The same day, I got an email from a grad school mentor informing me that zhe has managed to overextend hirself for the foreseeable future and will be unable to write the rec letter zhe promised me not even a month ago. A rec letter that, as I tried to explain to hir, has basically already been written (by hir own hand), and would simply need to be readdressed to a new committee.
Add to this epic failure of time management the fact that I emailed my adviser about the same rec issue more than a month ago and have yet to hear back from hir. Strike two.
The only long-term mentor I've been able to count on has, in fact, been carrying on a torrid affair with a former grad student (creating the department's most scandalous open secret), so my professional trust has been severely curtailed by personal disgust.
Times like these make me wish CM weren't pseudonymous, so I could request a recommendation from Cal. Or Leslie. Or Stella. Or Strelly, as long he promises not to blow up my school in return for the favor. Really, I'm open to mentoring from whoever won't magically turn into a flake as soon as I ask for a goddamn letter. And, seriously, the CM gang collectively does more for my professional morale than any of the actual or would-be mentors I've ever met.

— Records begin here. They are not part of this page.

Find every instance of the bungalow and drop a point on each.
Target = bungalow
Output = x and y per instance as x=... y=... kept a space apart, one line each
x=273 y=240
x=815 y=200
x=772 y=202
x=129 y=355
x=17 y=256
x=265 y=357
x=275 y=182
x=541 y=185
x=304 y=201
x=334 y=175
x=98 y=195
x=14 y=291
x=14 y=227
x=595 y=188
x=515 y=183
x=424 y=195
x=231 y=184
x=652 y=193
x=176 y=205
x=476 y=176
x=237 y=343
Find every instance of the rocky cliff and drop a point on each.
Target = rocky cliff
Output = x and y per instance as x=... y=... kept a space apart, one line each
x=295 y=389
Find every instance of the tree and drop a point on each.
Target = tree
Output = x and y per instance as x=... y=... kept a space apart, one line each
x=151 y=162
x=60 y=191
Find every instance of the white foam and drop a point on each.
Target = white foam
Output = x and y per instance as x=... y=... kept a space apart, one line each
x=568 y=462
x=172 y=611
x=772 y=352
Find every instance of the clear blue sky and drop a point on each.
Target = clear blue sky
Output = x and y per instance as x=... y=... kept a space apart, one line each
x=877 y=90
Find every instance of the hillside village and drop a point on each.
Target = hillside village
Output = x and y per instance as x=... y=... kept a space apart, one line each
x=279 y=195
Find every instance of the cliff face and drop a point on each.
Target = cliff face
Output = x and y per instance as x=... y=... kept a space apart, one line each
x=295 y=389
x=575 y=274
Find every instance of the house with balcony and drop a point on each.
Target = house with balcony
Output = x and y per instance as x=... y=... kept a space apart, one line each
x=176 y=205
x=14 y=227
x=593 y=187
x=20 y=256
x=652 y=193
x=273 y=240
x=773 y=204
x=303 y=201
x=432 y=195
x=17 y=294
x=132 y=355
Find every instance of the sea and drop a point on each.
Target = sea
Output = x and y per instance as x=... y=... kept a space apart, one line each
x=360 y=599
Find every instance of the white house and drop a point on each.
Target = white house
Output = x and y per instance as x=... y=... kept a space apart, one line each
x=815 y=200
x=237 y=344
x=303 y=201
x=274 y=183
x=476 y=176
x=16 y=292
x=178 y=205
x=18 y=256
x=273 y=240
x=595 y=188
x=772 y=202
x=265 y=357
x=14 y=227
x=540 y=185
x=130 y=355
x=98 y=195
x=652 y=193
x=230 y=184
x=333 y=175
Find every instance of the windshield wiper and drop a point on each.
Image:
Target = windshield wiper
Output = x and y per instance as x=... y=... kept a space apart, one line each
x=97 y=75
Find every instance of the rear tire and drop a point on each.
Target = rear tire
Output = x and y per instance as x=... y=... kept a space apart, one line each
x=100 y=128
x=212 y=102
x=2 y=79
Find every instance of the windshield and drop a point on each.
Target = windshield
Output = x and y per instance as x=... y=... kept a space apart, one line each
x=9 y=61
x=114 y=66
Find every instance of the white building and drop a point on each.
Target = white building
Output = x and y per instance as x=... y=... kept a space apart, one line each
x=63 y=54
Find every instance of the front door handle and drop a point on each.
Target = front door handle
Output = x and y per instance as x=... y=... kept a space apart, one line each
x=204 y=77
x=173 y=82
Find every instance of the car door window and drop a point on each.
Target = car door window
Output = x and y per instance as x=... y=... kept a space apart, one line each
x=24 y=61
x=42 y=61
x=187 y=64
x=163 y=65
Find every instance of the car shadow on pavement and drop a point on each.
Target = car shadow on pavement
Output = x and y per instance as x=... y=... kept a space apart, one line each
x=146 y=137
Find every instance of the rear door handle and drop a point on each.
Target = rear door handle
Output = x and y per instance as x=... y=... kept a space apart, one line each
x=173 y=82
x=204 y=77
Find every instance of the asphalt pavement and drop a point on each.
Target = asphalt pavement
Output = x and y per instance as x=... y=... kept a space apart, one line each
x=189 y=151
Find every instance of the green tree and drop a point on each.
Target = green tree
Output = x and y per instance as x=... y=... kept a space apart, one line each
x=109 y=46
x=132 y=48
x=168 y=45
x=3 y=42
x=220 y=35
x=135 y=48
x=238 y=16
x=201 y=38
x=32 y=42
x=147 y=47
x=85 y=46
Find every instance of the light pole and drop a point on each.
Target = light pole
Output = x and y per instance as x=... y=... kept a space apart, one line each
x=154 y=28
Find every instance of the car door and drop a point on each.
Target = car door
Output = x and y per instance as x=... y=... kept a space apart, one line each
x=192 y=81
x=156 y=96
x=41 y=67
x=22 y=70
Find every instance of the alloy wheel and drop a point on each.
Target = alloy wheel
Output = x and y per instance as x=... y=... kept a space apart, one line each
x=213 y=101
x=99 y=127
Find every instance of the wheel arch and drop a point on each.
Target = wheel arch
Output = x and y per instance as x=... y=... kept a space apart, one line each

But, alas, my friends, I know this solution amounts to an impossible dream (as does my idea to reach a cattle prod across the ocean and buzz some sense into these supposed role models). And so, in my effort to combat the negativity of these mentor-flakes, I humbly submit this Early Thirsty:
Q: Have you ever been contacted (more or less) out of the blue for a letter of recommendation, or some other mentor-like duty? What would persuade you to accept such a request from someone you might have met only once, or know of but don't really know well?